Tan Fei, Xia Yongxiang, Zhu Boyao
Department of Information Science and Electronic Engineering, Zhejiang University, Hangzhou, Zhejiang, China.
PLoS One. 2014 Sep 10;9(9):e107056. doi: 10.1371/journal.pone.0107056. eCollection 2014.
Topological properties of networks are widely applied to study the link-prediction problem recently. Common Neighbors, for example, is a natural yet efficient framework.
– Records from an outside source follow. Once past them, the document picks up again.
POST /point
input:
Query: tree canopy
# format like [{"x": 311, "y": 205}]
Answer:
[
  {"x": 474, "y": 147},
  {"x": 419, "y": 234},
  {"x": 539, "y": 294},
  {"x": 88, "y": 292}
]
Many variants of Common Neighbors have been thus proposed to further boost the discriminative resolution of candidate links. In this paper, we reexamine the role of network topology in predicting missing links from the perspective of information theory, and present a practical approach based on the mutual information of network structures. It not only can improve the prediction accuracy substantially, but also experiences reasonable computing complexity.
网络的拓扑特性最近被广泛应用于研究链路预测问题。例如,共同邻居是一个自然而有效的框架。因此,人们提出了许多共同邻居的变体,以进一步提高候选链路的判别分辨率。在本文中,我们从信息论的角度重新审视网络拓扑在预测缺失链路中的作用,并提出一种基于网络结构互信息的实用方法。它不仅可以大幅提高预测准确率,而且计算复杂度合理。